Last month on our way to a wedding in Oregon we spent several days climbing at Smith Rock. Pretty fantastic place. We’d been there once before, about five years ago. Great climbing and scenery, but even beyond that, the place is really well designed for climbers. The campground is great, with the tent area on the rim of the canyon away from the parking/cooking/bathroom area. The bathrooms are clean and there are hot showers, the approach trails are nice and well-maintained, and there’s huckleberry ice cream within walking distance of the campground. But just saying all that doesn’t really get the point across; you need to have seen other climbing areas where the climbers are treated like encroaching dirtbags (which they often are) to appreciate how nice Smith is. It’s the only climbing area that made me write fan mail to the area’s administrators, and in fact one of the other climbers was saying that he did the same thing and that the park system gets email from appreciative climbers almost every day.

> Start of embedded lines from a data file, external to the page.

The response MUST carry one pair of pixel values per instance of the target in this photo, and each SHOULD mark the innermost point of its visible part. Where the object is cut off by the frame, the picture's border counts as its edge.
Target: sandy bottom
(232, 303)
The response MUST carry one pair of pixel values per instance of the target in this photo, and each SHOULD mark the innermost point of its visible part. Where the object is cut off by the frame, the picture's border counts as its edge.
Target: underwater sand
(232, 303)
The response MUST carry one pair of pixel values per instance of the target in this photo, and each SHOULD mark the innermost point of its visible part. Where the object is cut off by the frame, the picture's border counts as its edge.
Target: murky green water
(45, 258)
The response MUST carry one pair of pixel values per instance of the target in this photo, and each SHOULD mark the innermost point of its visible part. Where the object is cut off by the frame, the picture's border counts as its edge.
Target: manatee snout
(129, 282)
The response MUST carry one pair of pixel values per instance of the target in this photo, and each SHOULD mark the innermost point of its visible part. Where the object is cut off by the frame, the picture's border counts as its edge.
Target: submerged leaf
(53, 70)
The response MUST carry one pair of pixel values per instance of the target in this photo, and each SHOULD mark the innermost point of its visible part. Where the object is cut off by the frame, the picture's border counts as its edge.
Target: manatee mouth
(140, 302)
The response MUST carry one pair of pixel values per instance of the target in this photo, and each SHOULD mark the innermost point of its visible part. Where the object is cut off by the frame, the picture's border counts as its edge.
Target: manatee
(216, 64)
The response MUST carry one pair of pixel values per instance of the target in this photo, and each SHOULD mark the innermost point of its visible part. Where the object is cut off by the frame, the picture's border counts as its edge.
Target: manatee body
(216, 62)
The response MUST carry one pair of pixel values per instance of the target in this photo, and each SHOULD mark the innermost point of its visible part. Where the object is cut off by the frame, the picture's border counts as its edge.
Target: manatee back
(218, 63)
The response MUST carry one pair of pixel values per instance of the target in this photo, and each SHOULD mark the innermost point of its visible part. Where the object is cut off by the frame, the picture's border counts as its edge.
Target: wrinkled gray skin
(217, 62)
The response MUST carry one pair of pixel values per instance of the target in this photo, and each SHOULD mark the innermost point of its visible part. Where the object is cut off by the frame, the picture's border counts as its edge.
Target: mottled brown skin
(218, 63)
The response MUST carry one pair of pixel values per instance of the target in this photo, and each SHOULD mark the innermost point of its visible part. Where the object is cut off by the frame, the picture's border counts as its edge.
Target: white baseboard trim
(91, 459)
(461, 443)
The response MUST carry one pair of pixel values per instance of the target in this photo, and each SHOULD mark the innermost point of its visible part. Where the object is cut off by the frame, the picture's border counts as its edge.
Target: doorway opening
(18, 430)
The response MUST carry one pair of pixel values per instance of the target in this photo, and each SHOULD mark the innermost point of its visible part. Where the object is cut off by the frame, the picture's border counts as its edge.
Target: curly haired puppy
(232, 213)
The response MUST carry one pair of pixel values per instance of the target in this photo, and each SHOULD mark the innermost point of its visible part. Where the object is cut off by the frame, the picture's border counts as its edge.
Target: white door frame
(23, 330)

The bulk of the climbing is on welded volcanic tuff, i.e. hot ash from an eruption 30 million years ago. When the welded ash cooled, it pulled apart forming the vertical cracks and columns with steep faces, perfect for climbing. A quirk of the place is that the rock is solid near the bottom but gets loose and crumbly when you climb more than one or two hundred feet up on the climbs that top out.

The most famous formation at Smith is the Monkey Face, a detached column with the look of a nefarious voodoo doll. In the photo, there’s a climber standing in the monkey’s nostril, faintly visible if you click on it.

I’m impressed to see proper retaining walls at the base of some of the climbs, made from the lava rock found on the rim of the canyon, a rock that gets sold under the trade name Black Lichen in the Bay Area. It’s the type of rock in the header photo of this blog, actually, which reminds me that I’ve always meant to switch it out for a photo with our native moss rock. Black lichen is darker and blockier than moss rock, not quite as attractive, and it’s from Oregon rather than California, so I suppose I’d better get myself a suitable moss rock photo ASAP.

We must have woken up early in the morning when I took this photo, as this area gets crowded. It’s definitely a little strange when the whole terraced cliff is full of climbers, not exactly like they are storming an Anasazi cliff dwelling, but maybe as if they are all training to storm one.

Smith Rock State Park also has an area of columnar basalt upriver from the main rock groups. The basalt is not as tall or regular as the cliff I posted about at Devil’s Postpile National Monument, but you’re allowed to climb the columns at Smith, unlike at Devil’s Postpile. I was surprised by how much columnar basalt I saw in Oregon; at one point during our trip I scrambled down the bank of the Deschutes River and realized I was scrambling over a whole slope of the high-dollar basalt that is sold for water features in the Bay Area. It made me feel better about the ones I’ve installed, to see them so widespread.

The basalt at Smith formed much more recently than the main formations at Smith. It’s pretty remarkable for such contrasting rock and climbing to be in walking distance from the main area.

4 Responses to “Smith Rock”

  1. October 18th, 2010 at 6:31 am

    Carol says:

    Fascinating and stunningly beautiful. Thank you for sharing your wondrous photos! ;>)

  2. October 18th, 2010 at 5:33 pm

    Randy says:

    Wow some place to visit. Another place to add to my list of places to see. Great job on the photos!

  3. October 18th, 2010 at 7:50 pm

    lostlandscape (James) says:

    Interesting concept: native rocks, just like native plants. Yeah, why not?

    Smith looks as great as your description. Viewing the first faces it’s almost enough to get this non-climber itching to earn myself some altitude on a rock face.

    I’m glad you had a good trip!

  4. October 20th, 2010 at 7:35 am

    Loree / danger garden says:

    Wow…I really need to get out and see more of “my” state.